Hi good morning. So I have a more strategic question for you. When I look at your stock performance over the long-term, obviously, it's been great. But it's been a rough two years for shareholders since you've been having these issues in the behavioral segment. I think we're really going on the tenth quarter of underperformance. So for shareholders and analysts who are really stuck while you are fixing these issues, at what point do you look at the share performance over the past two years and decide, need to unlock the value of the company because I would argue this company has a lot of value. Your acute care business is doing really well, you're under-levered, you generate quick cash. And although, behavioral's underperformance, it's still a great business. But the stock doesn't, I guess reflect that reality.

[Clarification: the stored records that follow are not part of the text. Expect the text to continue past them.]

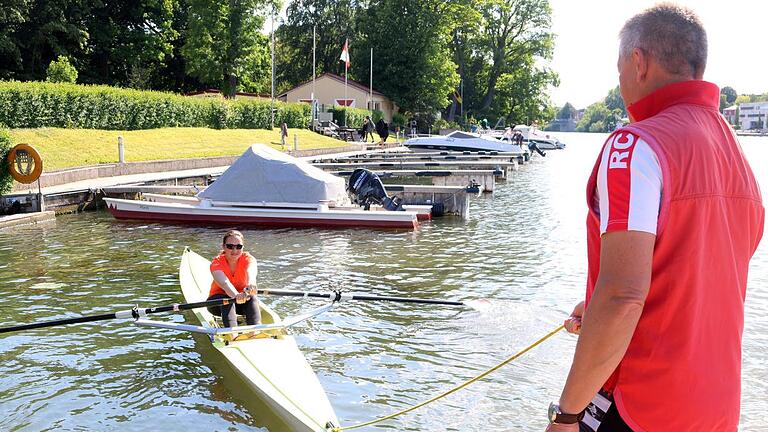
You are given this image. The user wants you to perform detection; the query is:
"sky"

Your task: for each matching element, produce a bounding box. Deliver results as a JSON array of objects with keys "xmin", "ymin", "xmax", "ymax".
[{"xmin": 550, "ymin": 0, "xmax": 768, "ymax": 108}]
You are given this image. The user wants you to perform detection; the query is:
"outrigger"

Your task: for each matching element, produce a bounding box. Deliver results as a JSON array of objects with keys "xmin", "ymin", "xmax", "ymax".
[{"xmin": 0, "ymin": 248, "xmax": 480, "ymax": 432}]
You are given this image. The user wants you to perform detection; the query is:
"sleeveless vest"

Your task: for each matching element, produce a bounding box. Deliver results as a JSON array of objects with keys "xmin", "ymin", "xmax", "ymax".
[{"xmin": 586, "ymin": 81, "xmax": 765, "ymax": 432}]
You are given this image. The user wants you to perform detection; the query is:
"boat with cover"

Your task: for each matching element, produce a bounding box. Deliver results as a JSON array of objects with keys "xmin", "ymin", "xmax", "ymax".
[
  {"xmin": 104, "ymin": 144, "xmax": 420, "ymax": 229},
  {"xmin": 403, "ymin": 131, "xmax": 526, "ymax": 156},
  {"xmin": 158, "ymin": 249, "xmax": 339, "ymax": 432},
  {"xmin": 513, "ymin": 125, "xmax": 565, "ymax": 150}
]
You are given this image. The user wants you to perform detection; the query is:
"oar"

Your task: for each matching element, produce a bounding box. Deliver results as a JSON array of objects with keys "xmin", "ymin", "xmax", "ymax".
[
  {"xmin": 256, "ymin": 289, "xmax": 488, "ymax": 310},
  {"xmin": 0, "ymin": 298, "xmax": 234, "ymax": 333}
]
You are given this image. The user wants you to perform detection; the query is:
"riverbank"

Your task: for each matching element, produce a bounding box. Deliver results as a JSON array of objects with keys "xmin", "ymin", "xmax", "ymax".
[{"xmin": 10, "ymin": 128, "xmax": 384, "ymax": 172}]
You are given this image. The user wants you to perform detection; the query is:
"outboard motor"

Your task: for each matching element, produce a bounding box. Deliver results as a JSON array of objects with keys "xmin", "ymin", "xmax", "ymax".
[
  {"xmin": 528, "ymin": 140, "xmax": 547, "ymax": 156},
  {"xmin": 347, "ymin": 168, "xmax": 403, "ymax": 211}
]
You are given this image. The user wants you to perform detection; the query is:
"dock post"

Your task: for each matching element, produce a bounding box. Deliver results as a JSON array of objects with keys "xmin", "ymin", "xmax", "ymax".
[{"xmin": 117, "ymin": 135, "xmax": 125, "ymax": 163}]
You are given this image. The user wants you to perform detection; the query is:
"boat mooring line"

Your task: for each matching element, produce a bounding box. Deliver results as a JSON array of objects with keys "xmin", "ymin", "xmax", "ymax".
[{"xmin": 331, "ymin": 325, "xmax": 564, "ymax": 432}]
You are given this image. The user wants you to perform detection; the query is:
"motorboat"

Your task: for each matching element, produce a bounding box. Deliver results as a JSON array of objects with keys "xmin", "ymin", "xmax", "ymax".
[
  {"xmin": 104, "ymin": 144, "xmax": 424, "ymax": 229},
  {"xmin": 513, "ymin": 125, "xmax": 565, "ymax": 150},
  {"xmin": 403, "ymin": 131, "xmax": 527, "ymax": 156}
]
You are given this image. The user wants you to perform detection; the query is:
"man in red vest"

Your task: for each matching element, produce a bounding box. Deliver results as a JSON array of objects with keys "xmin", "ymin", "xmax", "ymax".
[{"xmin": 547, "ymin": 4, "xmax": 765, "ymax": 432}]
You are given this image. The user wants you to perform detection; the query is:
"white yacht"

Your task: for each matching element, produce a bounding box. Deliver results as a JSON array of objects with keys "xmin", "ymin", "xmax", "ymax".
[{"xmin": 403, "ymin": 131, "xmax": 527, "ymax": 155}]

So I guess, what are your thoughts on that?
So Ann, I don't think we necessarily disagree with your observation. I think, as operators, I think our priorities are to address the issues in the business that have created some of the underperformance in a pretty difficult environment over the last couple of years. I feel like we've made a lot of progress in that regard. It has been and I think we can see a little bit longer slog, a little bit slower than we originally envisioned. But I think we feel like we are making real progress and then ultimately, those improved results will sort of trigger the kind of evaluation performance that you're suggesting, you would hope to see.
I think in addition to that, we have been an active acquirer. We're on shares. I suggest that before I think sort of prudent reasons than current reasons, we've kind of put a pause on that, but we have every intention and expectation that we can do that and we'll do that again in the future. And I think, from our perspective, those are the two most important things that we're going to do which is continue to really focus on improving the operational metrics that we think are within our control.
And again, I think we feel like we've done a lot of that, and I think we feel like it's going to start to pay bigger dividends, not to use that phrase necessarily. But – and then secondly, we're going to try and deploy capital in the most efficient way that we can, but would really love to get to the other side of this government investigation before we do that in a significant way.
Okay. And then I'm sorry, if I missed this, but I know cash flow you talked about in the press release, but your expectation is for cash flow to grow this year, correct?
Yeah. I think our expectation is that cash flows should grow largely the same way that EBITDA grows ultimately for the year.
Okay. All right. Thanks.
Your last question comes from the line of Steve Tanal with Goldman Sachs. Please go ahead
Hey, guys. Just wanted to squeeze one quick one here. The other operating expense line was pretty well controlled in both segments. Can you just talk about the drivers of the sustainability of that and whether that line includes health plan earnings as kind of a contra expense just for the models here?
Yes. So, second part of your sort of question or suggestion, Steve, is correct. So when I talk particularly on the acute side about reduction in premium revenue on the health plan, there's a concurrent and commensurate reduction in medical loss payments and that gets recorded in our other operating expense, to fetch that line as well. But also generally, that other operating expense line in both of the businesses tends to be where most of the fixed and semi-fixed costs reside, so they tend not to be as volatile as some of the salary and supply numbers.
Okay. Thank you.
That is all the questions at this time.
Okay, we thank everybody for their time, and look forward to speaking again next quarter.
This concludes today's conference call. You may now disconnect.